In the first part of this three-article series we explored the most common reasons why entrepreneurs sell their business.
Once that momentous decision is taken, it’s vital that you understand how the selling process works. While it does vary to some degree from business to business, the general steps are always broadly the same.
Appoint professional help
You don’t have to appoint a business transfer agent (BTA), the estate agents of the business selling process. Some sellers bypass this stage and go it alone.
However, eschewing expert help could be a false economy. Whatever you save in fees and commission might have been eclipsed by the higher price you would have achieved with their advice and support.
Selling a business is not a simple process and a broker – providing you hire a competent one – will guide you through each and every stage. They can value the business, find suitable buyers, protect your interests during negotiations (without alienating the other party) and advise on what information to disclose and when.
By handling the sales process a broker also frees you up to concentrate on running the business day to day. Generally, you will also need the help of a solicitor and accountant.
Preparing the business for sale
Before you put the business on the market you should strive to make the business as attractive to buyers as possible.
First impressions count double, so make sure your premises are clean and tidy. You could even give them a lick of paint and replace or refurbish ageing equipment.
Get your financial records and other important documentation up to date and filed correctly. You’ll need to provide information to buyers promptly when requested.
Imagine you’re the buyer. Is there anything about the business that might put you off? If so, is this something you can rectify in the next few days, weeks or months? For instance, you could persuade a key customer to renew a contract that is close to expiry.
Valuing the business
Business valuations, which should be conducted by a suitably experienced solicitor or BTA, are based on many factors, most obviously, cash flow, revenues and profits, but also the value of both physical and non-physical assets.
The formula applied very much depends on the industry, but the most common method is a multiplier of profits.
Alternatively, an asset-based valuation adds up the market value of tangible assets like premises and equipment along with that of intangible assets like customer goodwill and intellectual property. Cash-flow analysis, meanwhile, projects future revenues and costs – usually for five years hence – and applies a discount to reflect risk.
There is no ‘correct’ valuation. Often based on a mixture of several methods, they are simply an independent expert’s best guess – but nevertheless represent an essential starting point for negotiations.
Putting the business on the market
Your business-transfer agent should ask you lots of questions about your business to ascertain its strengths and weaknesses.
This will help them put together a sales package that presents your business in the best possible light. They will advertise the business for sale on both their own site and classified listings sites (hopefully including BusinessesForSale.com, which is used by more buyers than any other UK marketplace).
If your sale is confidential, then the broker will be more circumspect in what information they disclose in sales collateral.
Once your business is on the market the enquiries will hopefully start rolling in. But it’s quality, not quantity, that matters here.

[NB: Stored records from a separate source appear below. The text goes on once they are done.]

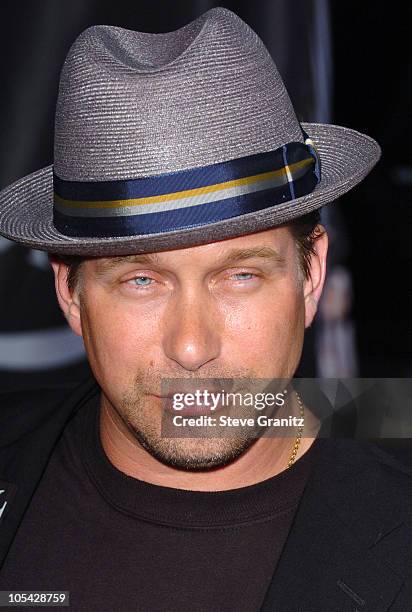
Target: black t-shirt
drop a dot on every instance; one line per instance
(118, 543)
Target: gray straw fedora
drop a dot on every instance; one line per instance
(170, 140)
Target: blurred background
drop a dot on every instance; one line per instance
(342, 62)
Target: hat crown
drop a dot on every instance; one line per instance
(135, 104)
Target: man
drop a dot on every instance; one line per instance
(181, 218)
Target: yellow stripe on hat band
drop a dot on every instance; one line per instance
(189, 193)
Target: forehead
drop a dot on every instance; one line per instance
(275, 245)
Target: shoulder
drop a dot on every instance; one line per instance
(24, 411)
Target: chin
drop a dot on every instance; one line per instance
(195, 454)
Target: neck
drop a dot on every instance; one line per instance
(267, 457)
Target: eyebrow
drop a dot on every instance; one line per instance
(233, 256)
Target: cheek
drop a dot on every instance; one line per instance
(267, 336)
(117, 341)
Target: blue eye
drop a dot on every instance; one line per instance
(244, 275)
(144, 279)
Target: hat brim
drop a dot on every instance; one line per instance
(26, 206)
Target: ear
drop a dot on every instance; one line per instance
(68, 300)
(313, 286)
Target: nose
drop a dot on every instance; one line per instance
(192, 332)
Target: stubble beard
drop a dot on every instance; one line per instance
(196, 454)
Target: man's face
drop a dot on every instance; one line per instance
(231, 309)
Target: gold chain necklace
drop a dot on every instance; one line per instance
(300, 431)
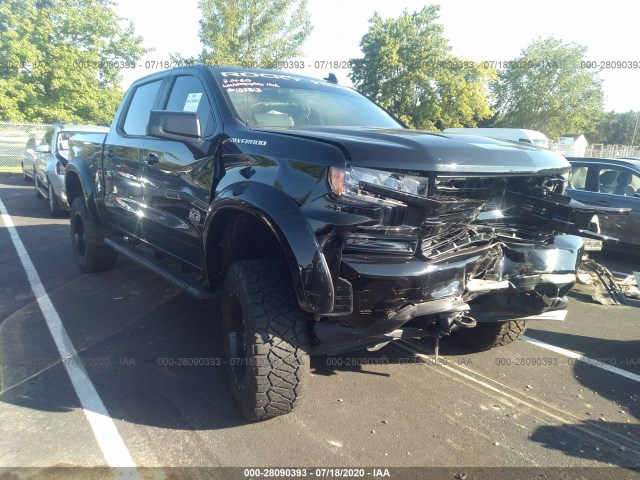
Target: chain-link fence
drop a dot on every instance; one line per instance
(13, 138)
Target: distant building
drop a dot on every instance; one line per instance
(573, 144)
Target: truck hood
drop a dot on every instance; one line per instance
(415, 150)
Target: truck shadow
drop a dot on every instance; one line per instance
(19, 197)
(621, 450)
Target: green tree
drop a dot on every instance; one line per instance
(61, 59)
(617, 128)
(408, 69)
(252, 32)
(548, 88)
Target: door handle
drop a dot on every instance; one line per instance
(151, 159)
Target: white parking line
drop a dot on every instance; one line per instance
(113, 448)
(582, 358)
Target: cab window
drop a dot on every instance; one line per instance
(578, 180)
(188, 95)
(144, 98)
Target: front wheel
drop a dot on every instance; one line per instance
(487, 335)
(36, 184)
(54, 205)
(87, 237)
(266, 339)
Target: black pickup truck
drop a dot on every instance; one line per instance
(321, 221)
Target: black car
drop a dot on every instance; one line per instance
(323, 223)
(610, 182)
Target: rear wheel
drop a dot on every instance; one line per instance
(266, 339)
(87, 236)
(487, 335)
(54, 205)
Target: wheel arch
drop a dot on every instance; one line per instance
(78, 182)
(266, 219)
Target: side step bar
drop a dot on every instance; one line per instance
(187, 284)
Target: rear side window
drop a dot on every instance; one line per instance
(618, 181)
(140, 106)
(188, 95)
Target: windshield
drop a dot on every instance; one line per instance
(282, 100)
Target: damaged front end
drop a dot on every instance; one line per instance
(435, 252)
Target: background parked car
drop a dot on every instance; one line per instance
(51, 157)
(28, 156)
(610, 183)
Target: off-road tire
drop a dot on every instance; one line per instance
(54, 205)
(487, 335)
(275, 337)
(87, 238)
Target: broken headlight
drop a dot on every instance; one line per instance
(350, 182)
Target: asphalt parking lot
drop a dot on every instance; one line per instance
(568, 395)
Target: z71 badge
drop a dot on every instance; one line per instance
(194, 215)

With this in mind you should vet buyers to assess their credibility and weed out timewasters. Do they have experience in your sector or running businesses generally? How do they intend to finance the purchase?
Once you’ve found a credible buyer who is happy to proceed, it’s time to arrange a face to face meeting.
Before you share any sensitive information, however, it is wise to ask the buyer to sign a confidentiality agreement.
When the buyer puts down a deposit you can take the business off the market. Based on your initial valuation, each party will then enter negotiations with a price in mind. They will probably meet somewhere in the middle, depending on how negotiations unfold. For instance, if due diligence uncovers any undeclared problems, the buyer will probably drive a harder bargain.
Negotiations are as much about how the deal is financed as the price itself. The buyer will usually put down some of their own cash plus a bank loan. However, the seller could convince the buyer to agree to a higher price by accepting a portion of the funds in instalments.
Naturally in a transaction of such magnitude – financially and emotionally – things could get very fraught, very quickly if buyers and sellers negotiated directly with each other. Having a professional intermediary is therefore invaluable to keep the deal on track, protect the seller’s identity and strike a deal fair to both parties.
Usually lasting between 60 and 90 days, due diligence is the process by which the buyer checks whether claims made by the seller stand up to scrutiny. This involves visiting the premises, poring over accounts and contracts and researching the business’s reputation on social media and elsewhere.
Trust can be fatally undermined if the buyer uncovers problems during due diligence that the seller obscured in their sales collateral and answers to enquiries. It is therefore advisable to front up about any troublesome issues. This also gives you a chance to reassure the buyer how any problems can be overcome.
Make sure that your staff create a positive impression when prospective buyers visit your premises. If it’s a confidential sale then it’s wise to concoct a cover story – you could say that the visitor is an important new customer, for example.
Closing the deal
When a final price is agreed by both parties, the buyer will sign a binding contract of sale. At this point the seller can celebrate a financial return on many years of hard work.
However, that may not be the last the two parties hear from each other. Sellers often agree as part of the deal to stay on in a consultative capacity for a fixed period post-sale – especially if they’ve part-financed the deal themselves (accepting payments in instalments).